Le Maroc lance un chantier pour renforcer le contrôle financier de ses 267 organismes publics
La Direction des entreprises publiques et de la privatisation s’apprête à engager prochainement un chantier stratégique visant à déployer un module intégré de contrôle des établissements et entreprises publics sur sa plateforme métier. Un projet structurant pour la gouvernance du portefeuille public, à l’heure où la Loi-Cadre n° 50-21 redéfinit les missions de l’État actionnaire.
Saïd Naoumi
30 Juin 2026
À 11:17
Your browser doesn't support HTML5 audio
À fin septembre 2025, le portefeuille public marocain compte 267 établissements et entreprises publics (EEP), répartis entre 217 établissements publics et 50 sociétés anonymes à participation directe du Trésor. C’est sur cet ensemble que la Direction des entreprises publiques et de la privatisation (DEPP) exerce ses missions de contrôle financier, en vertu notamment de la Loi 69-00 relative au contrôle financier de l’État sur les entreprises publiques, un dispositif désormais appelé à se moderniser en profondeur.

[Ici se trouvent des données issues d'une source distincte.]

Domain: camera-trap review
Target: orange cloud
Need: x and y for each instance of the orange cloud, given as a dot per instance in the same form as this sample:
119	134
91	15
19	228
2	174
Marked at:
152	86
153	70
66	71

Le projet, aujourd’hui, qui sera confié à un prestataire externe, vise à doter la Direction d’un canal unique de digitalisation du processus de contrôle des actes d’engagement et de paiement, de bout en bout. Il s’articule autour de deux volets complémentaires : l’enrichissement de la plateforme «AD@E», opérationnelle depuis 2022 et dédiée au contrôle de régularité des paiements, et la création d’un module de gestion des dépenses destiné aux EEP ne disposant pas de leur propre système d’information.
Une plateforme existante,
un périmètre à élargir
La DEPP s’appuie depuis plusieurs années sur deux briques technologiques développées selon l’architecture J2EE, hébergées au sein du Datacenter du ministère : le système «Massar», dédié aux données économiques, financières et sociales des EEP, et la plateforme «AD@E», qui prend en charge le contrôle de régularité des paiements via six modules : ordonnateur, contrôle de régularité, contrôle budgétaire, contrôle de trésorerie, contrôle de trésorier payeur et Reporting.
Le projet consiste à capitaliser sur cet existant pour y intégrer un module de contrôle des EEP jusqu’alors géré séparément au niveau du système «Massar», dédié aux contrôleurs d’État. L’élargissement porte notamment sur le suivi des actes d’engagement, marchés, bons de commande, contrats, conventions, depuis leur réception jusqu’à leur visa ou rejet, ainsi que sur la prise en charge des missions de vérification des commissaires du gouvernement (CG) et le suivi des recommandations émises.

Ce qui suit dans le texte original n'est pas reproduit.